A blood FSH (Follicle Stimulating Hormone) level taken on the second or third day of a menstrual period, is a helpful test, and has been the traditional measurement of ovarian reserve. General guidelines are that an FSH level less than 10 is reassuring; 10-14 is borderline, suggesting that time is important; and a level above 14 predicts low success with most fertility treatments. A woman’s FSH level varies from cycle to cycle and generally speaking, the ovaries will act like the worst ever FSH level recorded. So a bad FSH level tends to be fairly predictive, but a good FSH level is less predictive of a good response or good number of eggs developing with fertility treatment, because the FSH level could have been higher in previous months.
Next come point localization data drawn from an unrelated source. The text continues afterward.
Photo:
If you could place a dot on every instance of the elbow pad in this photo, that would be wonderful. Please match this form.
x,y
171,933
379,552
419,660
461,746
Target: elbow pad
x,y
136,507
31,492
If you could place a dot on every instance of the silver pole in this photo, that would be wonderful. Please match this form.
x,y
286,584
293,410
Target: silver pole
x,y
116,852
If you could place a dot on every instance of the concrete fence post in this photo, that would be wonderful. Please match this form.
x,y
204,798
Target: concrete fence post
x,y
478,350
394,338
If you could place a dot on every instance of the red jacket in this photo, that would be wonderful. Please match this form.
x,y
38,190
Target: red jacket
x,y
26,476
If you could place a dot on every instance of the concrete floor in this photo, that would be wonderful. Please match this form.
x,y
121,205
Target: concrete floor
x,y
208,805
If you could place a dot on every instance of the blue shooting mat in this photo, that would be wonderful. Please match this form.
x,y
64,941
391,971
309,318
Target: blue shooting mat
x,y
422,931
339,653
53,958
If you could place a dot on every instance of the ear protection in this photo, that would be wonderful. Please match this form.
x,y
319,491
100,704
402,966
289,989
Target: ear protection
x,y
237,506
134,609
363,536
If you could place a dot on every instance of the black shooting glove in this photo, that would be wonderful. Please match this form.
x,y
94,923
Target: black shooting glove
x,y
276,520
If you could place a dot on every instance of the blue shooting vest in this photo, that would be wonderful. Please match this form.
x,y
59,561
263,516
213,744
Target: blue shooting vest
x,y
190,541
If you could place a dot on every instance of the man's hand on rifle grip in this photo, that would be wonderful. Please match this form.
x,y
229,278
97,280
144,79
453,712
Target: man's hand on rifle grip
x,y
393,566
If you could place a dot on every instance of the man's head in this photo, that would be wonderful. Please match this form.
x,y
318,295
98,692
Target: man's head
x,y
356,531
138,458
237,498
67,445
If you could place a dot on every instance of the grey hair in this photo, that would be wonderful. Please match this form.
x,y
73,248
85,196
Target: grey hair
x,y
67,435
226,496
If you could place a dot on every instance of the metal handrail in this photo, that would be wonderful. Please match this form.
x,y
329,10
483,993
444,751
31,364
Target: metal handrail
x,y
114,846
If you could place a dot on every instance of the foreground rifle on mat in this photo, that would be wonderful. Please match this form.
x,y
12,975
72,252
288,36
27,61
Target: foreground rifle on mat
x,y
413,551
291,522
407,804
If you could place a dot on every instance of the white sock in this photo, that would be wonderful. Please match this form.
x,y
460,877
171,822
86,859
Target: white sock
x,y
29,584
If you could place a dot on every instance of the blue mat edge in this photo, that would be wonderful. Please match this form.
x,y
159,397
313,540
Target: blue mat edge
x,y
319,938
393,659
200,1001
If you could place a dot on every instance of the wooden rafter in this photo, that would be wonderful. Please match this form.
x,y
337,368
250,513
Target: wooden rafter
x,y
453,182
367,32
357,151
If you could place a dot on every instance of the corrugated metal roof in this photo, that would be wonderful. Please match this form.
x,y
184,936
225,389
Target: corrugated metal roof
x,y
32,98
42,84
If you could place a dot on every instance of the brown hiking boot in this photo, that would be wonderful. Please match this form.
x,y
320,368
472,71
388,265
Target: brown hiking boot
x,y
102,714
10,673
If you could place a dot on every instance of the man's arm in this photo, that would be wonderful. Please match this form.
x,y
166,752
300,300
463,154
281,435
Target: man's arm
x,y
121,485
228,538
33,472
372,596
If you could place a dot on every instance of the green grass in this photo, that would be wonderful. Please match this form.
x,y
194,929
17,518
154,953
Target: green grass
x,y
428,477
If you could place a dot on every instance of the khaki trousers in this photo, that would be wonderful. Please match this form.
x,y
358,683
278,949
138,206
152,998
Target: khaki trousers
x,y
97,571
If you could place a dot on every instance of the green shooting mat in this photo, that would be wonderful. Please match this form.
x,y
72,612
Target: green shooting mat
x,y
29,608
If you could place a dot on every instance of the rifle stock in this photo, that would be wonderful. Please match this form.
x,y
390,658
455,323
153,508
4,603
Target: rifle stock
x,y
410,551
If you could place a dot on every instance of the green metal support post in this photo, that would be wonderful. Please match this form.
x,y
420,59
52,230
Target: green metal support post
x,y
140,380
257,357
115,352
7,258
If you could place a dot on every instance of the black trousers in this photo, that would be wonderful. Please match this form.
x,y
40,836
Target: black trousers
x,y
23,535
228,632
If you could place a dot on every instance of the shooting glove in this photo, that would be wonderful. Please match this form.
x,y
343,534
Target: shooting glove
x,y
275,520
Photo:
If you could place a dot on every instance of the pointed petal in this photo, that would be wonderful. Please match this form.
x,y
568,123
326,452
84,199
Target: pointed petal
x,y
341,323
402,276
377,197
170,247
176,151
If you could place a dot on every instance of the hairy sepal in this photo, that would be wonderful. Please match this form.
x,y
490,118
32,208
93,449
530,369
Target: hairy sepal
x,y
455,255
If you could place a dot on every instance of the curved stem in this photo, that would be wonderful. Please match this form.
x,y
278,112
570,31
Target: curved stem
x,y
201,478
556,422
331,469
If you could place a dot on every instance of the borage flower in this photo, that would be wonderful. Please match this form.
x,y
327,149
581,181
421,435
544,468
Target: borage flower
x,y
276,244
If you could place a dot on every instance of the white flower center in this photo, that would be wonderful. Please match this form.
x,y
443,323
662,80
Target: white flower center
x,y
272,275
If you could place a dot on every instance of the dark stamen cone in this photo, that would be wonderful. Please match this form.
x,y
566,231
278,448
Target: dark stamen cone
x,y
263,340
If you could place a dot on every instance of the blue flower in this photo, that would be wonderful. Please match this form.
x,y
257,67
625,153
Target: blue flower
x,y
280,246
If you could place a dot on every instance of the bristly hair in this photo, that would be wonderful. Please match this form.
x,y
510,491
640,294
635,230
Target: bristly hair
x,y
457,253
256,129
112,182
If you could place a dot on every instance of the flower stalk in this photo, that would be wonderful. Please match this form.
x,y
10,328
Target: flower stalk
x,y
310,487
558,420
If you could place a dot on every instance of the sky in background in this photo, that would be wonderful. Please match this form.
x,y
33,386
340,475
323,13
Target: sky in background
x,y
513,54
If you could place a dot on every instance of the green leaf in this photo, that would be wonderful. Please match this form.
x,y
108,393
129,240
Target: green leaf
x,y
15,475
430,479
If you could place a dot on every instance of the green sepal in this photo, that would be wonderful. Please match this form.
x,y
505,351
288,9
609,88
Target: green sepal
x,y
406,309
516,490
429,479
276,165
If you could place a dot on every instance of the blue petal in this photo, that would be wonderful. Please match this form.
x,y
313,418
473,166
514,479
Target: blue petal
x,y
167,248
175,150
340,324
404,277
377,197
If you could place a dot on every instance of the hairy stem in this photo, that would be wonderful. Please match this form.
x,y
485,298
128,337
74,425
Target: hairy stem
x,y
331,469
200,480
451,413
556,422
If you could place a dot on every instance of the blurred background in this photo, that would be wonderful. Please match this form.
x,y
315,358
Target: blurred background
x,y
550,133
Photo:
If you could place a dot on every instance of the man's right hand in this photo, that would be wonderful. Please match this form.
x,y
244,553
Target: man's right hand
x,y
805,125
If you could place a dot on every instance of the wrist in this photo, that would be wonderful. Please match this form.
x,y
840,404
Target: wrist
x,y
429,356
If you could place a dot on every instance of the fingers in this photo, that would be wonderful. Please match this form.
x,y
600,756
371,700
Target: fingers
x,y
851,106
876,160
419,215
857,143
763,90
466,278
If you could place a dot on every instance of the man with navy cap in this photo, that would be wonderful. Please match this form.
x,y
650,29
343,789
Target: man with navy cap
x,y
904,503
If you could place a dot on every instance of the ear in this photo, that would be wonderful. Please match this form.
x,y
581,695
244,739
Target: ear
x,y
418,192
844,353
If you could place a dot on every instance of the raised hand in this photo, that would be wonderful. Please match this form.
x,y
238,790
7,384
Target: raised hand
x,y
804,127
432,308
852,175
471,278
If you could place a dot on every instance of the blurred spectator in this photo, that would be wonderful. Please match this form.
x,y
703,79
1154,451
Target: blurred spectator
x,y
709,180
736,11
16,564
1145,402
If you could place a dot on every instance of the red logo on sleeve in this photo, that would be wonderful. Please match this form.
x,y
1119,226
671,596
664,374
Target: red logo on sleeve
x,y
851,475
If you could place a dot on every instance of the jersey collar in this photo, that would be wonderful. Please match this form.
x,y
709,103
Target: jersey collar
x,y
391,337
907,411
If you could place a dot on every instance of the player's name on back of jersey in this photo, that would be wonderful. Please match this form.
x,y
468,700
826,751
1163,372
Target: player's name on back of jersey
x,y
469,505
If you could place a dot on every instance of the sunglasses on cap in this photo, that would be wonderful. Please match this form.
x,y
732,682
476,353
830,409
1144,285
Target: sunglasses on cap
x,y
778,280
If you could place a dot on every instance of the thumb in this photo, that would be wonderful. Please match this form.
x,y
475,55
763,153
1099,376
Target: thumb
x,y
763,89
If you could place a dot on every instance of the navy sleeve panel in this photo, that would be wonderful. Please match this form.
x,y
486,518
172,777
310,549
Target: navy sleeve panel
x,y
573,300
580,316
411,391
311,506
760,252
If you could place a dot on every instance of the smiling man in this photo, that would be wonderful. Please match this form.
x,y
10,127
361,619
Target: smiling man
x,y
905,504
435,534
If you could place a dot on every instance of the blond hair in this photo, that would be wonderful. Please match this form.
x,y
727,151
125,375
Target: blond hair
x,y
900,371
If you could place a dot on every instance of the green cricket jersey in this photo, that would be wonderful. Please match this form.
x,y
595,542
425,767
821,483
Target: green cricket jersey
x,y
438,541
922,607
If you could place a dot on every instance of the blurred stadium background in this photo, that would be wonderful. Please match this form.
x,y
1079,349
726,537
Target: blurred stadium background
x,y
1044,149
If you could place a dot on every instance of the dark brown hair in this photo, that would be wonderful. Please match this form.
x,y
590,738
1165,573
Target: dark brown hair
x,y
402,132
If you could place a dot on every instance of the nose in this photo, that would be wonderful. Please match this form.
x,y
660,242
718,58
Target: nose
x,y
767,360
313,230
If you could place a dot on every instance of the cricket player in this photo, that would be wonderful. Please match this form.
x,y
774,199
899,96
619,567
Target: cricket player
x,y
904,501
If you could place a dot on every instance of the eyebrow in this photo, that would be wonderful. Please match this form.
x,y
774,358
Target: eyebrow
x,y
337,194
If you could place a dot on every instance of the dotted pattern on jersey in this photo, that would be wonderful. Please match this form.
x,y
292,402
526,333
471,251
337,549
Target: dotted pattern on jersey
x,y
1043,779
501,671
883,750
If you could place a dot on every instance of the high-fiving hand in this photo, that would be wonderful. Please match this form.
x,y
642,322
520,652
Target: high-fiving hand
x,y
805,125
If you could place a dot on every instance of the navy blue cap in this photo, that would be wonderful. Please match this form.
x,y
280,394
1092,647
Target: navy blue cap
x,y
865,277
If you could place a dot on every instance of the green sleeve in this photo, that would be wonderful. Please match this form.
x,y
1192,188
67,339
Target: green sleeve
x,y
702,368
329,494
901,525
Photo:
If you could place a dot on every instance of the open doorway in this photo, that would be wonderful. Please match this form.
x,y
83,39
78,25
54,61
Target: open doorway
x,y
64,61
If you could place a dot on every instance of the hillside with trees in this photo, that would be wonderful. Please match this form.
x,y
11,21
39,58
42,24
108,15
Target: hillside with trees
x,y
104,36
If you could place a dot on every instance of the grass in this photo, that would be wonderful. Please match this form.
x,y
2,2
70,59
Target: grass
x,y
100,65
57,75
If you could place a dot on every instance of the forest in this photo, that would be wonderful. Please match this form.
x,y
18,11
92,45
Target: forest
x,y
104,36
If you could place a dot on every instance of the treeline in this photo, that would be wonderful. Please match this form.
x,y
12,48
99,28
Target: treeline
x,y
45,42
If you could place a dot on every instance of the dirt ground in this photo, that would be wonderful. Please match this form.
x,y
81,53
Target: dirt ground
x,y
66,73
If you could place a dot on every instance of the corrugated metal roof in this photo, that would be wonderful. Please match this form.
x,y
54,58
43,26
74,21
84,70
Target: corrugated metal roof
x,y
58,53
Even a high FSH level is however somewhat age related, so an abnormal FSH in a 30 year old is not as predictive of low pregnancy rate as an abnormal FSH in a 40 year old. Also some patients with very high FSH levels may even get pregnant without any treatment.
A newer blood test to evaluate ovarian reserve is AMH (Anti Mullerian Hormone). AMH blood levels correlate with the granulosa cell production from the small developing follicles in the ovary. In general the more follicles (egg sacs) you have, the higher the AMH level. AMH levels have been shown to correlate well with the number of eggs retrieved in IVF cycles. AMH is NOT influenced by the day of the menstrual cycle so blood can be taken at any time for this test (even if a woman is on birth control pills or breast feeding). It also appears to fluctuate much less than FSH month to month. A very high AMH level correlates with a tendency to over respond to fertility medication, suggesting the need for a lower dose of medication.
In general an AMH above 2.0 corresponds with good ovarian reserve, less than 1.0 is concerning for depletion of eggs, and less than 0.1 a very low chance for pregnancy with fertility treatment. A level above 3.5 corresponds with an increased risk for overstimulation of the ovaries.
Another way of assessing ovarian reserve is a pelvic ultrasound to look at antral follicle count. Antral follicles are small (3-6 mm) follicles seen at any time on a woman’s ovaries. In general the more antral follicles the stronger the response to fertility medication and the higher the number of eggs retrieved in an IVF cycle.
An antral follicle count below 5 is considered very low, 10- 15 is fairly average, and above 20 indicates a strong response to fertility medication.
FSH, AMH, and Antral Follicle Count are all tools infertility physicians use to evaluate ovarian reserve. They help to guide you on how aggressive to be with fertility treatment, and guide us in the appropriate dose of fertility medication. These tests are helpful in predicting egg quantity, but there are no good tests to predict egg quality. In general a woman’s age is the best predictor of egg quality.